Your playing needs to be in the same key you're thinking about i.e. singing in, and there are basically two different approaches to do the coordination.
A: playing adjusts to singing: find the key you're singing in
B: singing adjusts to playing: give yourself a harmonic reference before starting to sing, in order to try and force the singing to be in a key and scale.
I guess alternative A is not suitable, because you can't seem to find the notes. So, try alternative B instead: play a strong chord cadence like C - F - G7 - C. After that your mind should be calibrated for C major, and your singing pitches should hopefully guide themselves to be in C. (Assuming that the idea you were thinking about was something where a major key is appropriate - if not, try a minor key, with something like Cm - Fm - G7 - Cm)
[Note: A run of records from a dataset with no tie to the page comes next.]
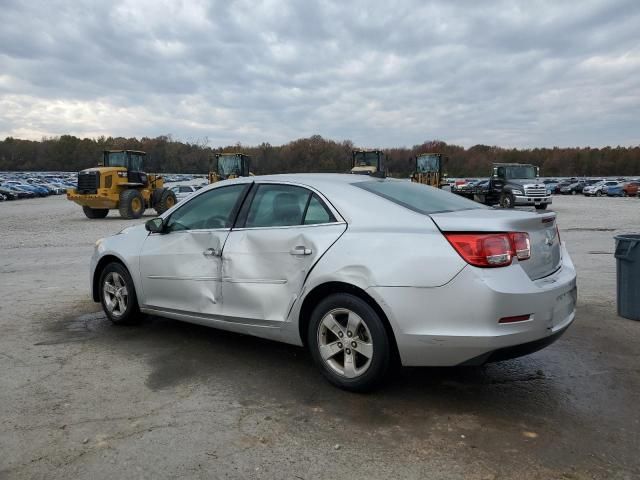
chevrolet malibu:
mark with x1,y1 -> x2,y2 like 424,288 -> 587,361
91,174 -> 576,391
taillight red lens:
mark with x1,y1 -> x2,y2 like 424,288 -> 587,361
444,232 -> 531,267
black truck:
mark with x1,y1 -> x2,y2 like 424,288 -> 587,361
473,163 -> 552,210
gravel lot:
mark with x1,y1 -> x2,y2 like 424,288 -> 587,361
0,196 -> 640,479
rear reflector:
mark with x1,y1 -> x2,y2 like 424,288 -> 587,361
444,232 -> 531,267
498,315 -> 531,323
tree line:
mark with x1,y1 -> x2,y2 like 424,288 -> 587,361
0,135 -> 640,177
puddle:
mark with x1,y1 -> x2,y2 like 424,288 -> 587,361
34,311 -> 108,345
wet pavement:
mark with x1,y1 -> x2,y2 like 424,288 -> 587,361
0,197 -> 640,479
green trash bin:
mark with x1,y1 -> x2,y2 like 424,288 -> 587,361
614,233 -> 640,320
More generally speaking, not all ideas and feelings can be expressed in terms of e.g. piano keys at all, but experienced improvisers don't try to play things they can't play. As an analogy, it's possible to think about ideas that you find difficult to express using the English language - you try to put it in words, but whatever you say doesn't seem to cut it exactly. This is due to lack of practice, lack of patterns, known ways of expression suitable for that particular idea. You get better at self-expression by improvisation, doodling, babbling, producing expressions. As you do this, you train your mind to produce its ideas in terms of reproducible/performable actions. Play songs, melodies, chords, rhythms by ear.